BCOR gene alterations in hematological diseases

The BCL6 co-repressor (BCOR) is a transcription factor involved in the control of embryogenesis, mesenchymal stem cells function, hematopoiesis and lymphoid development. Recurrent somatic clonal mutations of the BCOR gene and its homologue BCORL1 have been detected in several hematological malignancies and aplastic anemia. They are scattered across the whole gene length and mostly represent frameshifts (deletions, insertions), nonsense and missence mutations. These disruptive events lead to the loss of full-length BCOR protein and to the lack or low expression of a truncated form of the protein, both consistent with the tumor suppressor role of BCOR. BCOR and BCORL1 mutations are similar to those causing two rare X-linked diseases: the oculo-facio-cardio-dental (OFCD) and the Shukla-Vernon syndromes, respectively.

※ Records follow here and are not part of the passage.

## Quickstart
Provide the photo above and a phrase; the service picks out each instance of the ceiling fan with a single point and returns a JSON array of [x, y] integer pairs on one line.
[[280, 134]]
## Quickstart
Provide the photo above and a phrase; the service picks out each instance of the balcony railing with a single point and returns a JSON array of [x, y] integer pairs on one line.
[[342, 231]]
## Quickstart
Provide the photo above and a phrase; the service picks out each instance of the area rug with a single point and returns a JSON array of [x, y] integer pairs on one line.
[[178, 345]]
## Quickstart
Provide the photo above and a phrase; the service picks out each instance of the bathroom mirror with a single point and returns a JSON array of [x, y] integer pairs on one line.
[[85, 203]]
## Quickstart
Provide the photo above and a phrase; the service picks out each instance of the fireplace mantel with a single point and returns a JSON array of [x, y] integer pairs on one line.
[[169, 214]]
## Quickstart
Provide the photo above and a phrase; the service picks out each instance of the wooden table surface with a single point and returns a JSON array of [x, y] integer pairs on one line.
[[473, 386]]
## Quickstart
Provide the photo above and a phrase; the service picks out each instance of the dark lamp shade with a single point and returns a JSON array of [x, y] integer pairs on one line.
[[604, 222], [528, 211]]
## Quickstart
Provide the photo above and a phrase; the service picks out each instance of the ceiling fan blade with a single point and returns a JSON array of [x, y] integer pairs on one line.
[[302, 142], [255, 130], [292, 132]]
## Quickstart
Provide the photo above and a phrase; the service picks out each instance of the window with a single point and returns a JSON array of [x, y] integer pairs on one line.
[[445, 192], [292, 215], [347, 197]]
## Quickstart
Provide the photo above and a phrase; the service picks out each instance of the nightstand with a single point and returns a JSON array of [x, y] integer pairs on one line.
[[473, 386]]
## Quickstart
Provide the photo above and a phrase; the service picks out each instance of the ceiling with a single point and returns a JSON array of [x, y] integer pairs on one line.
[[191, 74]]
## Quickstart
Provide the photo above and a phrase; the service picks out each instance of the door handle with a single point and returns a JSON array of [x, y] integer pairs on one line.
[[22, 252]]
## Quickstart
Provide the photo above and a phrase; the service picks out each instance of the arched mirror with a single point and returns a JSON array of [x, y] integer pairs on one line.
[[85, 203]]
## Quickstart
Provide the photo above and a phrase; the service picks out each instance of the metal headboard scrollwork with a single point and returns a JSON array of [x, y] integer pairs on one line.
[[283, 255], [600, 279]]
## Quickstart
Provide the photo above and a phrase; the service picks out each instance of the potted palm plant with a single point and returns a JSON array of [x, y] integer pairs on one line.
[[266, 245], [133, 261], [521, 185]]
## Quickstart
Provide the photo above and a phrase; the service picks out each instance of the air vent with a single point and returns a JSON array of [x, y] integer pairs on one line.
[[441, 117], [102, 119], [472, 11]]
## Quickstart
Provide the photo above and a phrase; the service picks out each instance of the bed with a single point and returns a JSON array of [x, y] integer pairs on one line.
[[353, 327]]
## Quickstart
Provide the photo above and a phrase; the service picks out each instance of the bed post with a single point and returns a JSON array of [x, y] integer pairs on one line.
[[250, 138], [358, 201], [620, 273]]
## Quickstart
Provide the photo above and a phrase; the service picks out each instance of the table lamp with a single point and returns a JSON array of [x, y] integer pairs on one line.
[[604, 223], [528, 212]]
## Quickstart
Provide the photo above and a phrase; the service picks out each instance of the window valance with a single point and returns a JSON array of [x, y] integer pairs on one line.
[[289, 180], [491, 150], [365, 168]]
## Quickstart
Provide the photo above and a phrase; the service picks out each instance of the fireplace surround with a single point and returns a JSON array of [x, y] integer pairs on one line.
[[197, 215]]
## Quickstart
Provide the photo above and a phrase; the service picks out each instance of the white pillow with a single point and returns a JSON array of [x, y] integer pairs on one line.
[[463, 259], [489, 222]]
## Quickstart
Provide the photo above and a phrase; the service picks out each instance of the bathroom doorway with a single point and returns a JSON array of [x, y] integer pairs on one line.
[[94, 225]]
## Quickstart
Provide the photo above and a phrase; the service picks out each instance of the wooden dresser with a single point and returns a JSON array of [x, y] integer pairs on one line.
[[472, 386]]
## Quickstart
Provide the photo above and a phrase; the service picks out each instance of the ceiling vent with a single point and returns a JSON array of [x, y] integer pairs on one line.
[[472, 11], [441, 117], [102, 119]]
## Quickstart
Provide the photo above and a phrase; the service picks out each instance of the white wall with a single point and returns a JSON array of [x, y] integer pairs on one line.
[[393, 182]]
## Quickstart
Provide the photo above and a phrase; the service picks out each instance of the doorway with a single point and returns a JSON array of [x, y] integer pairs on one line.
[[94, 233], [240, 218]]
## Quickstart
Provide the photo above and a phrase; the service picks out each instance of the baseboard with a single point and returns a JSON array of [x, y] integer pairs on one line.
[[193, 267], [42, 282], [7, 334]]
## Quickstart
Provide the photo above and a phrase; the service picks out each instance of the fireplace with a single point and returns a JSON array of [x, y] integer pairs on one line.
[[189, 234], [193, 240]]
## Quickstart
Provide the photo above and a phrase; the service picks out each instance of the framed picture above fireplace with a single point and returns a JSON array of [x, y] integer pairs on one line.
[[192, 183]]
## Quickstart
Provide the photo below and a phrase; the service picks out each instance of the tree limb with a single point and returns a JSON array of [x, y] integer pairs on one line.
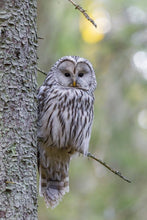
[[83, 12], [108, 167], [41, 71]]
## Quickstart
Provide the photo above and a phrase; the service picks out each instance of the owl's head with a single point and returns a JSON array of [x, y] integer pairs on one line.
[[74, 71]]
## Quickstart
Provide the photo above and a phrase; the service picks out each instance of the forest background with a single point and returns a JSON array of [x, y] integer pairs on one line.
[[118, 52]]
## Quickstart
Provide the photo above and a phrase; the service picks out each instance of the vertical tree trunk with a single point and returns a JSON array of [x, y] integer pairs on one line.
[[18, 43]]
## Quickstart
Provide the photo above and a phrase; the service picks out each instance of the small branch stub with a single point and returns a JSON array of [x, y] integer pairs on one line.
[[108, 167], [41, 71], [83, 12]]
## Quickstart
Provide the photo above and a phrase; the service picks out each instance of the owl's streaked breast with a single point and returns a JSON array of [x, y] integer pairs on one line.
[[67, 119]]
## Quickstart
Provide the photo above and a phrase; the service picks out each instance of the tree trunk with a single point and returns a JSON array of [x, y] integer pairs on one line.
[[18, 112]]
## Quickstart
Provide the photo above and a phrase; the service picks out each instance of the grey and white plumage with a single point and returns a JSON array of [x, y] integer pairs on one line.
[[65, 115]]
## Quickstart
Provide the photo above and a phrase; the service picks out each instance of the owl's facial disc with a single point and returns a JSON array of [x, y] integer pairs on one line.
[[77, 75]]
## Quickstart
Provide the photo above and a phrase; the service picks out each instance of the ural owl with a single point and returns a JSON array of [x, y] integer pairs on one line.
[[65, 115]]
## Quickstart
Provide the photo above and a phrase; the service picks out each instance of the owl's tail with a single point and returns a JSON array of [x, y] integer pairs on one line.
[[53, 172]]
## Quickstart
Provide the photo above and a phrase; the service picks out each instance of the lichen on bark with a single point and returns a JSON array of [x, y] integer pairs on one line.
[[18, 110]]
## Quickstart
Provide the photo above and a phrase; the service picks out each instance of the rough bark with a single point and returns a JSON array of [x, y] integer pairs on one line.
[[18, 43]]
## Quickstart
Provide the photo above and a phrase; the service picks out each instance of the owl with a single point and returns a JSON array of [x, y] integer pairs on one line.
[[65, 115]]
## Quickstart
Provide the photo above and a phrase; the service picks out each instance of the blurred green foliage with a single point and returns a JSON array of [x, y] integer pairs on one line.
[[119, 134]]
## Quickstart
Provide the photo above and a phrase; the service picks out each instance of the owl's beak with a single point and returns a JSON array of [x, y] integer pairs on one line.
[[74, 83]]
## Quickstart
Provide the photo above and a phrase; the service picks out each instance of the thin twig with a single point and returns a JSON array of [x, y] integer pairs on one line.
[[83, 12], [41, 71], [40, 38], [108, 167]]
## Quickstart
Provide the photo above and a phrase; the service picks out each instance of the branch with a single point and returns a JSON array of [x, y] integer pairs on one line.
[[108, 167], [83, 12], [41, 71]]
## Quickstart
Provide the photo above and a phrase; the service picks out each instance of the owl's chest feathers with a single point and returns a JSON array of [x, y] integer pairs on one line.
[[67, 119]]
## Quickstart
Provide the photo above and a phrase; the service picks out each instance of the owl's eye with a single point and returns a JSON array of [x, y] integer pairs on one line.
[[81, 74], [67, 74]]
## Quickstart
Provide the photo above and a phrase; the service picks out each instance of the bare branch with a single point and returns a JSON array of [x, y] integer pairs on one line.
[[83, 12], [108, 167], [41, 71]]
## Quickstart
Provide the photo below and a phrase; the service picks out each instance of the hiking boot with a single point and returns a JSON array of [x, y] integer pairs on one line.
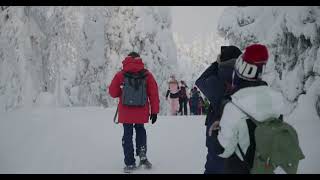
[[145, 163], [129, 168]]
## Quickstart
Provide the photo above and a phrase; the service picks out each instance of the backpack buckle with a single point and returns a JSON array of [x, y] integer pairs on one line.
[[267, 165]]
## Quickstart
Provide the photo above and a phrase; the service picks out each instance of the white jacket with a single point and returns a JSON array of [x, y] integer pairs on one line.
[[260, 102]]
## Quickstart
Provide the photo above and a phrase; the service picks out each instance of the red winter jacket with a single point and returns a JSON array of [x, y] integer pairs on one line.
[[137, 115]]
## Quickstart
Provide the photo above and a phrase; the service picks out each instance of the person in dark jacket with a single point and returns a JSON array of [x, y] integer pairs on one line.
[[194, 101], [247, 73], [183, 98], [215, 83]]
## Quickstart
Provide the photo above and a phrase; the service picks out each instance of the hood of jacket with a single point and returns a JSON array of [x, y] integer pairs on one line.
[[133, 65]]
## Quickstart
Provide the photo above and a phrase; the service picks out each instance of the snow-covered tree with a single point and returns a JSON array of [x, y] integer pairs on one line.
[[72, 53], [292, 35]]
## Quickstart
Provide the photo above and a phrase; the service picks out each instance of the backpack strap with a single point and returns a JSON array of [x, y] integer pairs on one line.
[[247, 114], [115, 117]]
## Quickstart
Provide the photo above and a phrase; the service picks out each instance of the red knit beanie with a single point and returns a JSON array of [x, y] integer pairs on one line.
[[250, 65]]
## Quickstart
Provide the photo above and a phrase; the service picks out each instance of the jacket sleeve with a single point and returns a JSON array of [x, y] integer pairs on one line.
[[153, 94], [168, 92], [114, 88]]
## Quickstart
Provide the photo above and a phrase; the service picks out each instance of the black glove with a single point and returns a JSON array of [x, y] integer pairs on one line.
[[153, 118]]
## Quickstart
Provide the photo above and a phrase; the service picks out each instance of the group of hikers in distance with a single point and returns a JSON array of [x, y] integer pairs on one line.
[[245, 129], [179, 98]]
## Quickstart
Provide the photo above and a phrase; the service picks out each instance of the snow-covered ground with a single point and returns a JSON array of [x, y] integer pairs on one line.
[[85, 140]]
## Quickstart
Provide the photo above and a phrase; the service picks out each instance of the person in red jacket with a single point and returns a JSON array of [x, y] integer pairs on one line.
[[135, 116]]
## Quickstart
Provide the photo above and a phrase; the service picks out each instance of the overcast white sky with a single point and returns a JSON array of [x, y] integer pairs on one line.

Here, we focus on the structure and function of normal BCOR and BCORL1 in normal hematopoietic and lymphoid tissues and review the frequency and clinical significance of the mutations of these genes in malignant and non-malignant hematological diseases. Moreover, we discuss the importance of mouse models to better understand the role of Bcor loss, alone and combined with alterations of other genes (e.g. Dnmt3a and Tet2), in promoting hematological malignancies and in providing a useful platform for the development of new targeted therapies.